# The Parallel Postulate and an unfortunate Pedagogical Shortcut

the text goofs, big, and two freshmen are able to do what the book says cannot be done

I teach very little Geometry. It is my least favorite high school course*. But I am teaching Geometry this term. Two sections. Advanced freshmen, who took Algebra in the Fall.

I do lots of “reasoning” preparation before we get to points, lines, planes, postulates, and proof…

So here we are, in March, delayed start (delayed by choice), following our text (Jurgenson Brown Jurgenson) pretty closely, and the text goofs, big, and the kids have enough preparation that they do what the book implies cannot be done. Well, two of them do. But they’re 9th graders, right?

What the hell is the Parallel Postulate?

When I was in school, I thought it was “given a line and a point not on that line, there is exactly one line parallel to the given line passing through the given point.” According to our textbook, the postulate they offer is “given two parallel lines cut by a transversal, corresponding angles are congruent.” And then there’s Euclid. Strange guy. His version: ” If two lines are drawn which intersect a third in such a way that the sum of the inner angles on one side is less than two right angles, then the two lines inevitably must intersect each other on that side if extended far enough.”
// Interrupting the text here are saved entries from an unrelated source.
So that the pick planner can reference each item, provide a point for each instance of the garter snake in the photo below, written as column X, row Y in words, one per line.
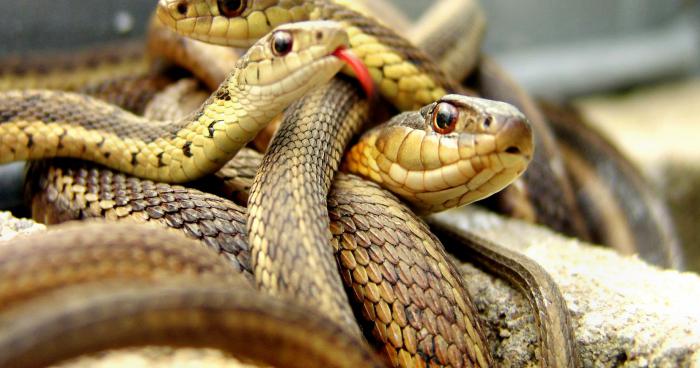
column 361, row 211
column 183, row 292
column 37, row 124
column 182, row 14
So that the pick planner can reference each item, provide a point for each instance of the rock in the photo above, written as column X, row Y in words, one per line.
column 626, row 313
column 11, row 226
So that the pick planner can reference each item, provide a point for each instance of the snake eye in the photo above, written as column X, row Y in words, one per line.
column 231, row 8
column 445, row 118
column 282, row 42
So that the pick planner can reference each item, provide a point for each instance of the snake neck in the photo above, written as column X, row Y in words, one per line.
column 404, row 75
column 43, row 124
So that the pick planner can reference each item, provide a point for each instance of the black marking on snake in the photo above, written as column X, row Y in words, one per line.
column 223, row 94
column 186, row 149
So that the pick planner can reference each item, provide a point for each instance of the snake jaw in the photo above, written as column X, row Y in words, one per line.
column 490, row 148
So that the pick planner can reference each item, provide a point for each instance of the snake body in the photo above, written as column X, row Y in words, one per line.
column 361, row 254
column 38, row 124
column 362, row 223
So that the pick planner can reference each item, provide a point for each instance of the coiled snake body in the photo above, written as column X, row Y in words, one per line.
column 193, row 172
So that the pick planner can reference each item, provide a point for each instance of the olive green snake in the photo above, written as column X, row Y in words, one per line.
column 181, row 147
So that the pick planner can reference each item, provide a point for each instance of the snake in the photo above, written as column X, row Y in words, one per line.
column 80, row 126
column 473, row 355
column 283, row 162
column 184, row 292
column 89, row 189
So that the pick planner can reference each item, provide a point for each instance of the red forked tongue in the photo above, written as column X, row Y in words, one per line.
column 360, row 69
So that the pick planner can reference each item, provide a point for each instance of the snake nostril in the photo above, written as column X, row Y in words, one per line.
column 181, row 8
column 513, row 150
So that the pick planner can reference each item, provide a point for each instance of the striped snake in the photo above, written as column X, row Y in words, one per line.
column 444, row 115
column 401, row 102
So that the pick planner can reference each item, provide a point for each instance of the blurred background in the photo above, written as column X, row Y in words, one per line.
column 632, row 67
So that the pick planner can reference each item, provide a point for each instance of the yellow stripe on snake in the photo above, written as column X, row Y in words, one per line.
column 37, row 124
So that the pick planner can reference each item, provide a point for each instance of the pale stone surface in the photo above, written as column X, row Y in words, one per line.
column 11, row 226
column 625, row 312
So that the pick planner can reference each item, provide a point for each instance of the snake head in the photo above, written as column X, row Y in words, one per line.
column 237, row 23
column 289, row 61
column 452, row 152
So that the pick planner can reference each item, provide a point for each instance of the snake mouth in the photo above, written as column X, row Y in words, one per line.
column 358, row 67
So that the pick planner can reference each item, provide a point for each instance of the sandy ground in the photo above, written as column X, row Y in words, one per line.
column 658, row 127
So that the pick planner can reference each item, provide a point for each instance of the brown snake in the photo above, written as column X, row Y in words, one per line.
column 167, row 290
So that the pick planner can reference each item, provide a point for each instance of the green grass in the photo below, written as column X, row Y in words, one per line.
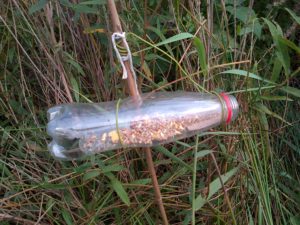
column 245, row 173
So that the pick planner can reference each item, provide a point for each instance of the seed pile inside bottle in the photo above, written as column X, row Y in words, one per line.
column 146, row 131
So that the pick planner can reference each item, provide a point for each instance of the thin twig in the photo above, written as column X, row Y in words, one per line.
column 134, row 93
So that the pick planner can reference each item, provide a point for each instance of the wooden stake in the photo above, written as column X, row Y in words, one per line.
column 135, row 94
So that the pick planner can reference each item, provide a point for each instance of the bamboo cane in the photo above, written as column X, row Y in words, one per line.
column 135, row 94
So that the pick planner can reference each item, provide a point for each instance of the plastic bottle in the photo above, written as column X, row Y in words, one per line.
column 82, row 129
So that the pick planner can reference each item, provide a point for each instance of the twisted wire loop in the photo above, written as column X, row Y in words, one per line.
column 123, row 53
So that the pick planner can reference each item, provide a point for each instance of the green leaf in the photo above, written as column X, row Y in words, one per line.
column 203, row 153
column 214, row 187
column 295, row 220
column 37, row 6
column 141, row 181
column 275, row 98
column 94, row 2
column 75, row 88
column 289, row 43
column 174, row 38
column 172, row 156
column 79, row 8
column 112, row 168
column 282, row 51
column 76, row 66
column 201, row 54
column 242, row 13
column 290, row 90
column 246, row 74
column 262, row 108
column 91, row 174
column 296, row 18
column 277, row 67
column 119, row 189
column 67, row 216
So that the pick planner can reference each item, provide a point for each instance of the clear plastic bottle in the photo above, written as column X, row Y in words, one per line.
column 82, row 129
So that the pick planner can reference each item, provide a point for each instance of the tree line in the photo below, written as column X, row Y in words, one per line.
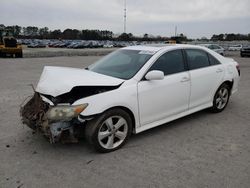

Turns out, you can take your pick. Postulate one of these, and the others, plus a host more, can be proven as theorems. Sum of the angles of a triangle = 180. And I emphasized this. We can postulate one, and then prove the others, and we can choose which to postulate (ok, we’ll go with the book. But in theory…) Oh, and so we postulate that corresponding angles formed by a tranversal cutting parallel lines are congruent, and we prove as consequences a bunch of related stuff, including the 180 degrees in a triangle.

Next day… I write the converse on the board, and ask them to prove it (If corresponding angles are congruent, lines must be parallel). I’m going to let them frustrate, just a bit, and then tell them, yes, this is a theorem, not a postulate, but we’re not proving things this tricky yet. But I got two surprises.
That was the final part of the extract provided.